Electric field distribution of the proposed 2 × 1 subarray in the substrate at (a) 24.3 GHz and (b) 26.9 GHz.

To provide a detailed illustration of the high-gain operation, Fig. 3 illustrates the design evolution of the proposed 2 × 1 subarray. Subarray 1 is a normal series 2 × 1 SIW cavity-backed patch subarray with large element spacing. Building upon Subarray 1, Subarray 2 is created by incorporating a uniform waveguide horn onto each antenna element, with both horns designed on the same aluminum plate. Subarray 3 replaces the two uniform waveguide horns with two stepped waveguide horns to achieve better impedance matching. Finally, Subarray 4, which is also the proposed configuration, includes a groove placed between the two stepped waveguide horns for sidelobe suppression and gain improvement.

Fig. 3

Design evolution of the proposed 2 × 1 subarray.

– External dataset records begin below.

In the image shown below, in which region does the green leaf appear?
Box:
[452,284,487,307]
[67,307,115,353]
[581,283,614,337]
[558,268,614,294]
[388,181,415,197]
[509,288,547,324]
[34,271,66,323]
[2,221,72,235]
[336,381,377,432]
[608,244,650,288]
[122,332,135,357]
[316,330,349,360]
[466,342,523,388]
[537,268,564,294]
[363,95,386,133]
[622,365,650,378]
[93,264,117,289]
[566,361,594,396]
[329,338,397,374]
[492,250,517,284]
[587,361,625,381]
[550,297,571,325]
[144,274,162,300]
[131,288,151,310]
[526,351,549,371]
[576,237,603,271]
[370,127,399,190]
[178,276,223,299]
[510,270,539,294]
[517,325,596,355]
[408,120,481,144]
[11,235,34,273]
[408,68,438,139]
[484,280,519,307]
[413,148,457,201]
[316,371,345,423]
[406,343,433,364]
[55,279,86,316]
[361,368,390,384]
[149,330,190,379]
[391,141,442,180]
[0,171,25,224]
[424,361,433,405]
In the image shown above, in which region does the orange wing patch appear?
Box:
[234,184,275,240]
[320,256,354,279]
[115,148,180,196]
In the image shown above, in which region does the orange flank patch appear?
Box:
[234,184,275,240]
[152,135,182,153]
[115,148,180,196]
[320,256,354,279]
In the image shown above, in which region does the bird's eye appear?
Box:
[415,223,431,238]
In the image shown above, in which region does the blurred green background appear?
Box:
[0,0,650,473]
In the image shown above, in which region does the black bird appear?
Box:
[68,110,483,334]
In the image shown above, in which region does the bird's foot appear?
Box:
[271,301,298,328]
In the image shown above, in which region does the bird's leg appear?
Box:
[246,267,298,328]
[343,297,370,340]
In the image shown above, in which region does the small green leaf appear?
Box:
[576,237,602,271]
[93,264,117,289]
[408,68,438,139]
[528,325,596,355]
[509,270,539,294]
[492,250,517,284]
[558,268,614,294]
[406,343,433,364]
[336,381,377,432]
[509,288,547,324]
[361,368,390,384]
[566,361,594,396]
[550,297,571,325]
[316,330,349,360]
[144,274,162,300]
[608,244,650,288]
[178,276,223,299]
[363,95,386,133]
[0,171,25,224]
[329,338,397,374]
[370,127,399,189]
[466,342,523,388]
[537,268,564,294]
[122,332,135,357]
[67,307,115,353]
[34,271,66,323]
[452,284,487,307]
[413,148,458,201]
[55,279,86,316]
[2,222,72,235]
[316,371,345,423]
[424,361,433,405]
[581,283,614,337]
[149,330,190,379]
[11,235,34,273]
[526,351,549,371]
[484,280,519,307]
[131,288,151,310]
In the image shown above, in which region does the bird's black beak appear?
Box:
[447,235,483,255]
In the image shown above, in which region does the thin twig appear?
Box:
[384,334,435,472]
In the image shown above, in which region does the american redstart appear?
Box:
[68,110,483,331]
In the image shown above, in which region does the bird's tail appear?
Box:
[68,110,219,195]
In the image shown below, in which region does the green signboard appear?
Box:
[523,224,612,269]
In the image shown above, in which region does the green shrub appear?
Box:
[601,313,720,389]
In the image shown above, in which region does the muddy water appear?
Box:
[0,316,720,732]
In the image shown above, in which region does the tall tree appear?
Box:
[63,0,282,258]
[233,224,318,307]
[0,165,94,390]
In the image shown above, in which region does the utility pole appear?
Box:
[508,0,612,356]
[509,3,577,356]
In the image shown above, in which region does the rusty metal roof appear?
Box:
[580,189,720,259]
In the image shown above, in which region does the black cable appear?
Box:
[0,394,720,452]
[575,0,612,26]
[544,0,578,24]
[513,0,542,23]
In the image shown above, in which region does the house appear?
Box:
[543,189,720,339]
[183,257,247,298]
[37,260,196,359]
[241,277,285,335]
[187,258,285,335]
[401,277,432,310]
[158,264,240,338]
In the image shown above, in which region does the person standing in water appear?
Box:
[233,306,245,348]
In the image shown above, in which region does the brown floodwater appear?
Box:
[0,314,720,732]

A comparison of the |S₁₁|, gain, E-plane (xoz-plane) and H-plane (yoz-plane) radiation patterns of Subarrays 1–4 are presented in Fig. 4. Subarray 1, featuring a large element spacing of approximately 1.1 λ₀ (λ₀ is the free-space wavelength of the center frequency of 25.5 GHz), achieved a peak gain of only 8.9 dBi and a high sidelobe level of −0.2 dB. In the case of Subarray 2, the introduction of uniform waveguide horns resulted in a significant increase in peak gain and suppression of the sidelobe level, albeit with a degradation in |S₁₁|. Subarray 3, featuring stepped waveguide horns, attained improved |S₁₁| characteristic, but it was accompanied by a slight degradation in the peak gain and sidelobe level. Since the stepped waveguide horns enabled smooth energy transmission, Subarray 3 achieved excellent impedance matching. To further enhance sidelobe suppression, the final design incorporated a groove between the horns, which acted as a secondary radiation source. With the addition of the groove, the surface wave was radiated to achieve improved gain. Moreover, the coupling between adjacent antenna elements caused by the surface wave was efficiently suppressed, thus enhancing sidelobe suppression [11]. Consequently, the proposed subarray simultaneously achieved high peak gain, a low sidelobe level, and a wide −10 dB IBW.

Fig. 4

Simulated results of Subarrays 1–4: (a) |S₁₁|, (b) realized gain, (c) E-plane and (d) H-plane radiation patterns at 26 GHz.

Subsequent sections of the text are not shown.